Once you’ve put the finishing touches on your upcoming collection, the right marketing campaign can create the necessary sizzle that grabs your audiences’ attention and doesn’t let go. What better way to show off your new line than with an amazing portfolio of images that not only lets consumers and buyers notice your brand, but gets them excited to buy.


When done well—through proper lighting, dramatic composition, and so on—the photo lets your audiences envision themselves with your products, and brings you that much closer to making a sale. And for every successful designer, it’s no secret that the way your products are visually communicated and shared is just as pivotal as the pieces themselves.


A great lookbook tells a story and forms an emotional connection with shoppers, like these images from iiS of Norway


How Much Do You Really Need?


There are several tools at your disposal to promote yourself: a lookbook, a linesheet and a packshot. The question is, do you really need all three to ensure your brand’s commercial success season on season?


If your funds are limited, the way to receive maximum bang for your buck is to concentrate on the linesheet. The images on linesheets are extremely effective because they provide design details that simple words can’t. Lookbooks are well worth their cost if you have a higher budget, as they help tell your brand’s story and generate excitement among your current and potential clients. With linesheet and lookbook under your belt, you can concentrate on packshots to give your designs that extra push through online sales.


Packshots are a must for a successful e-store

Screenshot via farfetch.com


Get Social, Get Noticed


In this digital age, you can spread the word about your new collection via different social networking channels, using photos to maximize impact through your Facebook page, Twitter feed, or other platforms.


Pinterest is currently the most vital social media tool you can use, as it is tailor-made for the fashion industry. Calling itself a “visual discovery tool”, Pinterest has garnered the interest of major designers and retailers—such as Tory Burch and Lauren Santo Domingo, as well as Nordstrom and Target—who are using the app to build their brand, influence what is stocked on their sales floor, and boost sales.


How can Pinterest improve your bottom line? According to a 2013 study by RichRelevance, “Pinterest shoppers spend approximately $140 to $180 per order, while Facebook shoppers spend about $80 per order, and Twitter shoppers ring up $60 orders.”


Make the best of your social media presence by using images to drive sales

Screenshot via pinterest.com


Instagram is another extremely useful tool for communicating with fans, since it generates 25% more brand engagement than other social media platforms. Its photo sharing app has seen a 900% growth, year over year, since its launch. Retailers using Instagram ads increased brand message lift by 10% and ad recall by a whopping 32%, with Levi’s attracting 7.4 million viewers between 18 and 34 years old in just nine short days using Instagram.

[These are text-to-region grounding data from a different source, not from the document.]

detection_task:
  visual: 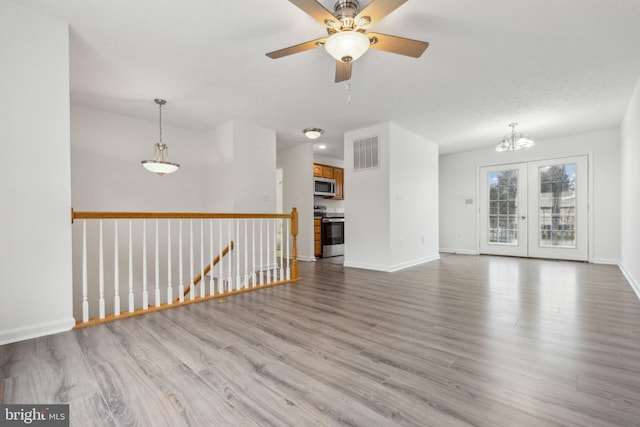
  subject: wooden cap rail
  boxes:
[72,210,293,222]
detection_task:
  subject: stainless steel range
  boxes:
[321,213,344,257]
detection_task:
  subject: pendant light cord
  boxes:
[158,102,163,144]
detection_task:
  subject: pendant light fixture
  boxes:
[141,98,180,175]
[496,123,535,152]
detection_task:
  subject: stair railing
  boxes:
[71,208,299,327]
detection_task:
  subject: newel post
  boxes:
[290,207,298,279]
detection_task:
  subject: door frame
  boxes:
[475,152,594,261]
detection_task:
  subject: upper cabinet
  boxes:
[333,167,344,200]
[314,163,344,200]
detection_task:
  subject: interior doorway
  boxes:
[479,156,589,261]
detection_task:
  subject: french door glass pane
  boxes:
[488,170,518,245]
[538,163,576,248]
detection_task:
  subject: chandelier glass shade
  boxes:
[324,31,370,63]
[496,123,535,152]
[141,99,179,175]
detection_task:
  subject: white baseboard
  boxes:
[590,258,620,265]
[439,248,479,255]
[619,263,640,301]
[344,254,440,273]
[0,318,76,345]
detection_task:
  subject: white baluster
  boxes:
[219,220,223,293]
[142,220,148,310]
[209,219,214,296]
[266,219,271,284]
[236,219,241,289]
[280,218,285,281]
[99,220,105,319]
[155,219,161,307]
[227,219,233,291]
[244,219,249,288]
[190,219,195,300]
[251,219,256,287]
[200,219,205,298]
[273,218,279,281]
[179,220,184,302]
[82,221,88,322]
[114,221,120,316]
[129,220,134,312]
[286,218,291,280]
[167,220,172,304]
[259,219,264,285]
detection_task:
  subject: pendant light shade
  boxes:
[325,31,370,63]
[141,98,180,175]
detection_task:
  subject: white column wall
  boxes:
[277,143,315,261]
[389,123,440,269]
[620,77,640,296]
[344,122,439,272]
[439,127,621,264]
[0,1,74,344]
[344,123,392,270]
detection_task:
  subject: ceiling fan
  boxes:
[266,0,429,82]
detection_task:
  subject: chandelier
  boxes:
[496,123,535,152]
[141,99,180,175]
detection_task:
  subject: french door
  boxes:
[479,156,588,261]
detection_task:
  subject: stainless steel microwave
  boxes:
[314,177,336,197]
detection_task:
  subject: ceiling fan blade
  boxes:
[355,0,408,27]
[266,38,327,59]
[335,60,352,82]
[367,32,429,58]
[289,0,337,29]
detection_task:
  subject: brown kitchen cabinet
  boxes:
[332,167,344,200]
[313,164,323,177]
[314,218,322,257]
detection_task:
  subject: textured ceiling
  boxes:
[15,0,640,157]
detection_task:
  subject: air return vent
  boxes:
[353,136,379,170]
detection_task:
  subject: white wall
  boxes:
[0,1,74,344]
[344,123,391,269]
[277,143,315,261]
[344,122,440,271]
[439,127,621,263]
[231,120,276,213]
[389,123,440,269]
[620,77,640,295]
[72,105,212,211]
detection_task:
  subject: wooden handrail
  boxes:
[72,210,292,222]
[179,240,234,301]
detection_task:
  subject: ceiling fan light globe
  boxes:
[325,31,370,63]
[495,139,510,152]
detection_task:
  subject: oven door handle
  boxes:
[322,218,344,223]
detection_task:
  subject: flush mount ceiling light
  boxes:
[496,123,535,152]
[303,128,324,139]
[141,99,180,175]
[317,144,327,150]
[324,30,370,64]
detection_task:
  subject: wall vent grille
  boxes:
[353,136,379,170]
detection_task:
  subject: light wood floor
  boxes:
[2,254,640,426]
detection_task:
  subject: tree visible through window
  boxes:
[539,164,576,248]
[488,169,518,245]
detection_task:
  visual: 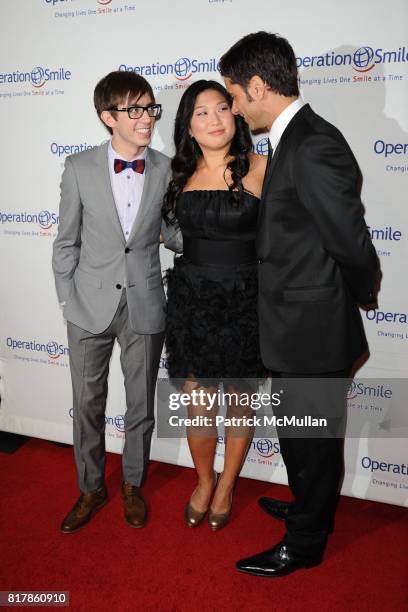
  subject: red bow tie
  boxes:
[114,158,145,174]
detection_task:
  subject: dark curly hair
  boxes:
[162,80,252,225]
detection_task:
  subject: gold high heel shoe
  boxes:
[208,491,233,531]
[184,471,218,528]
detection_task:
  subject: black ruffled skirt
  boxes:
[164,256,265,380]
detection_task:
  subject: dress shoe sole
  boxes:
[236,557,322,578]
[60,496,109,534]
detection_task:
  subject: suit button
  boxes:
[125,247,130,253]
[258,258,264,264]
[116,283,122,290]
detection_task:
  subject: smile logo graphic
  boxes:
[256,439,275,458]
[353,47,375,72]
[31,67,46,88]
[174,58,192,81]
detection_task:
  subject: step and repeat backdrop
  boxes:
[0,0,407,506]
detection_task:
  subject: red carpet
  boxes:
[0,439,407,611]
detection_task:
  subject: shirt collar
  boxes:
[108,140,147,165]
[269,97,305,152]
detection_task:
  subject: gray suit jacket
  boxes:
[52,142,181,334]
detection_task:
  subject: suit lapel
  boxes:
[93,142,125,244]
[128,147,161,242]
[258,104,312,224]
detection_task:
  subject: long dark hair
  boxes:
[162,80,252,224]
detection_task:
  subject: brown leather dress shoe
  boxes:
[121,482,147,528]
[60,485,108,534]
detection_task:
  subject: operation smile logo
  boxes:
[45,341,65,360]
[361,456,407,476]
[254,438,280,458]
[297,45,408,72]
[217,436,281,459]
[38,211,57,230]
[6,336,69,360]
[347,381,392,401]
[69,409,125,434]
[119,56,219,82]
[366,222,403,259]
[365,309,407,325]
[364,309,408,342]
[352,47,378,73]
[361,455,408,494]
[51,141,97,160]
[373,139,408,175]
[1,210,59,231]
[374,140,408,158]
[367,225,402,242]
[0,66,71,89]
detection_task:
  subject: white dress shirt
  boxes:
[108,141,146,240]
[268,97,305,155]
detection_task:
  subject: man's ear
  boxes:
[100,110,116,130]
[247,75,268,100]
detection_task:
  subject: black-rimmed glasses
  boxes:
[107,104,162,119]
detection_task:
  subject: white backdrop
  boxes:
[0,0,407,507]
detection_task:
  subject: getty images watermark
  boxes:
[167,388,327,429]
[156,377,408,439]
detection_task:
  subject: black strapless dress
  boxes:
[165,190,265,380]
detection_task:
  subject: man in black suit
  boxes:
[220,32,379,577]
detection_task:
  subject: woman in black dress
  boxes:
[162,80,266,530]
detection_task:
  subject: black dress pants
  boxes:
[271,369,350,556]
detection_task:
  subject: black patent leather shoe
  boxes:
[236,541,323,578]
[258,497,292,521]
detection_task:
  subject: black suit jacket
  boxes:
[257,104,379,373]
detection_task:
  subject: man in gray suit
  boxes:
[52,71,180,533]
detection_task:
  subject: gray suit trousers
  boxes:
[67,290,164,492]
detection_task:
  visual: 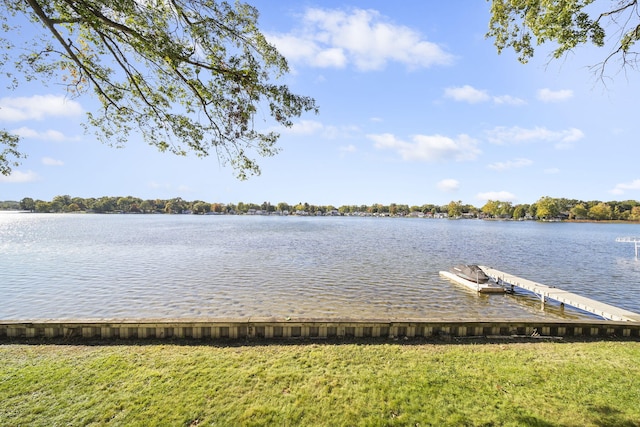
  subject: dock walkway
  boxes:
[480,266,640,322]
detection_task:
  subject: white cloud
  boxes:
[282,120,325,135]
[444,86,525,105]
[0,170,39,183]
[370,133,480,162]
[476,191,516,202]
[0,95,83,121]
[492,95,526,106]
[487,158,533,171]
[444,85,490,103]
[610,179,640,195]
[437,178,459,192]
[485,126,584,148]
[268,8,453,71]
[280,120,359,140]
[561,128,584,142]
[42,157,64,166]
[537,88,573,102]
[339,144,357,153]
[554,128,584,149]
[11,126,73,142]
[269,34,347,68]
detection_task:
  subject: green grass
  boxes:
[1,340,639,426]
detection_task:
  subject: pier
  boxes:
[480,266,640,322]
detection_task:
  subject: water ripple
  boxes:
[1,213,639,320]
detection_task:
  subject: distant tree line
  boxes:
[474,196,640,221]
[1,195,639,221]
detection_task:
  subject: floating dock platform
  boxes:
[480,266,640,322]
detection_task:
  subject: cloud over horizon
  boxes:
[485,126,584,149]
[42,157,64,166]
[537,88,573,102]
[0,169,39,183]
[444,85,525,105]
[11,126,77,142]
[444,85,489,103]
[437,178,460,192]
[487,158,533,171]
[0,95,83,122]
[267,8,453,71]
[281,119,360,140]
[370,133,481,162]
[610,179,640,195]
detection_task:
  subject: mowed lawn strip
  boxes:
[1,341,639,426]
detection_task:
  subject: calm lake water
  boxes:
[1,212,639,321]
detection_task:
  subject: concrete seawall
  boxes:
[2,318,640,341]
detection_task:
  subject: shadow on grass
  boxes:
[589,405,640,427]
[514,416,557,427]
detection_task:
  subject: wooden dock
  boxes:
[480,266,640,322]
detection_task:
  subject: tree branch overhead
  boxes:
[487,0,640,77]
[0,0,318,178]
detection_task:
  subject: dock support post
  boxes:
[539,292,546,310]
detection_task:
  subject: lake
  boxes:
[1,212,639,321]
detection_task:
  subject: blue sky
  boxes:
[1,1,639,207]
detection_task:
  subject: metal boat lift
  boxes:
[616,237,640,259]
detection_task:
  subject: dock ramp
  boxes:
[480,266,640,322]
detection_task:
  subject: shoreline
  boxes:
[3,318,640,342]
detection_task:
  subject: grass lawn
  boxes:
[1,339,639,426]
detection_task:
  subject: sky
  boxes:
[1,1,640,207]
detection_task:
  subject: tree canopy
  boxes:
[487,0,640,77]
[0,0,318,177]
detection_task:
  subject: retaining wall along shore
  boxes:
[2,318,640,340]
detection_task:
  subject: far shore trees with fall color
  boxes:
[2,195,639,222]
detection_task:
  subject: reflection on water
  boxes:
[1,212,639,321]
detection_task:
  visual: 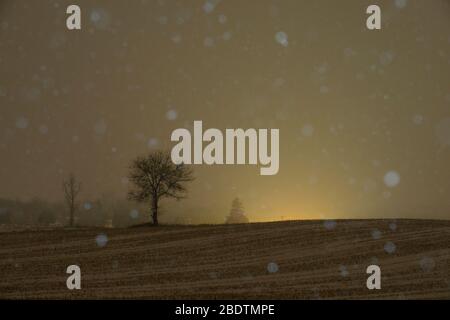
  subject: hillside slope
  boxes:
[0,219,449,299]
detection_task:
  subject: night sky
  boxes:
[0,0,449,223]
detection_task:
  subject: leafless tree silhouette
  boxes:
[62,173,81,227]
[128,150,194,226]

For designers, “a picture is worth a thousand words” is not a trite expression, but an invaluable business credo. It’s more than showing a model wearing your latest coat or holding your newest clutch. It not only speaks to the values and qualities that you stand for, but can influence what consumers buy. So make the most of your collection images, and don’t be shy to flaunt particularly nice photos to garner attention.